Le 25 juin, les deux Empereurs eurent une entrevue au milieu de la rivière. Le lendemain, Alexandre et Frédéric entrèrent en ville où ils furent reçus par Napoléon le Grand à la tête de son armée victorieuse ! Depuis ce moment, plus de guerre, plus de combats ! Tout le monde désire la paix, et tout porte à croire qu'elle est déjà signée au moment où j'écris.
Les Gardes impériales russe, française et la Garde prussienne sont actuellement en garnison à Tilsit. Les trois monarques se voient tous les jours, et nous ne prenons plus les armes que pour faire admirer notre belle tenue et la précision de nos manoeuvres à ceux qui nous redoutaient tant il y a quinze jours.
Notre camp est rempli du matin au soir d'officiers étrangers, qui viennent visiter les officiers français ; nous allons avec eux de l'autre côté de la rivière, et toutes les journées se passent en fêtes continuelles.

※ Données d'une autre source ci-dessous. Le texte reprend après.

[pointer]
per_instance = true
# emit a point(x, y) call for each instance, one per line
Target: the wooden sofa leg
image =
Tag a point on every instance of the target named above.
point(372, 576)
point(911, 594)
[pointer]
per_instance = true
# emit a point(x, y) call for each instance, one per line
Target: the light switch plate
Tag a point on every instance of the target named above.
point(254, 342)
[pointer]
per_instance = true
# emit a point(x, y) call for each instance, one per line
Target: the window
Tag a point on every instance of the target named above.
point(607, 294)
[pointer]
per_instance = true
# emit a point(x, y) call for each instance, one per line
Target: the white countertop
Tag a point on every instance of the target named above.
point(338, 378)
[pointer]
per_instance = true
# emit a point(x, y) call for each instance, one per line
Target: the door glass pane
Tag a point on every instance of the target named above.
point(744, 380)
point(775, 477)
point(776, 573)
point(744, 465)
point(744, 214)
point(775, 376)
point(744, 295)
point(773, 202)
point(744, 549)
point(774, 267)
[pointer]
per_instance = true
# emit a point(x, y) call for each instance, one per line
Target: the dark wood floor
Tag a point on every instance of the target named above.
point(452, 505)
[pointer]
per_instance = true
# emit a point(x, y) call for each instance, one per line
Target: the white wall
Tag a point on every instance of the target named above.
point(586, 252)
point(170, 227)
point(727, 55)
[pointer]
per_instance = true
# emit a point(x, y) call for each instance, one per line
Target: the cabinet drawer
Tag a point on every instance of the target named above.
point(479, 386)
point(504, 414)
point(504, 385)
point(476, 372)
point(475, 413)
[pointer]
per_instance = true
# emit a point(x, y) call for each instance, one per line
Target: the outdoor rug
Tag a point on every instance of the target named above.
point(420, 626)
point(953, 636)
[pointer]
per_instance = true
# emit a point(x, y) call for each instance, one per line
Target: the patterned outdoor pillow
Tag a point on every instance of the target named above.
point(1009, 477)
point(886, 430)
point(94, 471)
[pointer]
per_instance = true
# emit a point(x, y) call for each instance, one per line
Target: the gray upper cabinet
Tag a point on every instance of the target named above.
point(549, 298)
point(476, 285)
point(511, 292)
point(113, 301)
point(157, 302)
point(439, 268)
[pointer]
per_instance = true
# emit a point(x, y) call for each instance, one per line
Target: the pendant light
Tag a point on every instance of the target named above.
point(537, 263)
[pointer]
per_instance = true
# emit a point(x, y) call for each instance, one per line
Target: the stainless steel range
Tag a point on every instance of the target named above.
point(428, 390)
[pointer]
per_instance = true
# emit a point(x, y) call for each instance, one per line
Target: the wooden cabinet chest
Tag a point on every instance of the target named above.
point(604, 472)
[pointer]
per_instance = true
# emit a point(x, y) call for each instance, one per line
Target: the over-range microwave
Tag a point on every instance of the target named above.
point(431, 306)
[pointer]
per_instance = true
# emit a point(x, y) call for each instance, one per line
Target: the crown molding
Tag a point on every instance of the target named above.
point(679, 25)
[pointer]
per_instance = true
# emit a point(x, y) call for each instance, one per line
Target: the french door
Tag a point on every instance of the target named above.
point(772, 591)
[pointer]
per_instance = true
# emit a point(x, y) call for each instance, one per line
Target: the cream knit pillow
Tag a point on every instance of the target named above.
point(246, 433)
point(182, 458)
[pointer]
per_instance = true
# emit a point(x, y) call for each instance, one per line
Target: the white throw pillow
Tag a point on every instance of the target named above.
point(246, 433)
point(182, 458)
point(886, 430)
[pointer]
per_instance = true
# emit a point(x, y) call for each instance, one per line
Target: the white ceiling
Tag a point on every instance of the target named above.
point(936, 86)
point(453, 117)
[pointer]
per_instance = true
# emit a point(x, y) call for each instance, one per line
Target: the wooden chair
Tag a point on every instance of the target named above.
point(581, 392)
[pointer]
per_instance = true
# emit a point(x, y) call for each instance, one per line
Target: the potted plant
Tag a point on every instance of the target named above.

Ces messieurs sont en général très polis et très bien élevés ; ils parlent presque tous le français.
L'intimité et la bonne intelligence qui règnent entre les chefs a gagné jusqu'aux soldats : hier, les trois Gardes impériales et royale se sont réunies pour un banquet donné par notre empereur ; après le repas, on changea d'armes et d'habits, et ces braves et fiers grenadiers parcouraient ainsi la ville et les environs, aux cris mille fois répétés de "Vive Napoléon ! vive Alexandre ! vive Frédéric ! vivent les grenadiers des Gardes impériales et royale !"
Tels sont les brillants résultats de cette campagne de quinze jours. Tant de victoires ont été funestes à quelques régiments qui se sont trouvés au plus fort du choc ; quant à nous, nous n'avons à regretter qu'une centaine de soldats et trois officiers.
Actuellement la campagne est finie et la guerre terminée. Je me félicite de bien bon coeur de m'en être tiré heureusement. J'ai toujours été à mon poste, je me suis quelquefois vigoureusement battu, et je regarde comme un grand bonheur de n'avoir pas été echiné comme tant de pauvres diables, que j'ai vu emportés par la mitraille dont messieurs nos antagonistes ont la mauvaise habitude de se servir dans toutes leurs affaires. Enfin, je t'avais promis de te rapporter mes deux oreilles, et j'espère en venir à bout.
Excuse mon papier ; n'en a pas qui veut. Celui-ci vient d'Osterode. Je suis au bivouac, nous mangeons la soupe en plein champ dans des cuillères de bois, et mon pupitre est mon mauvais chapeau.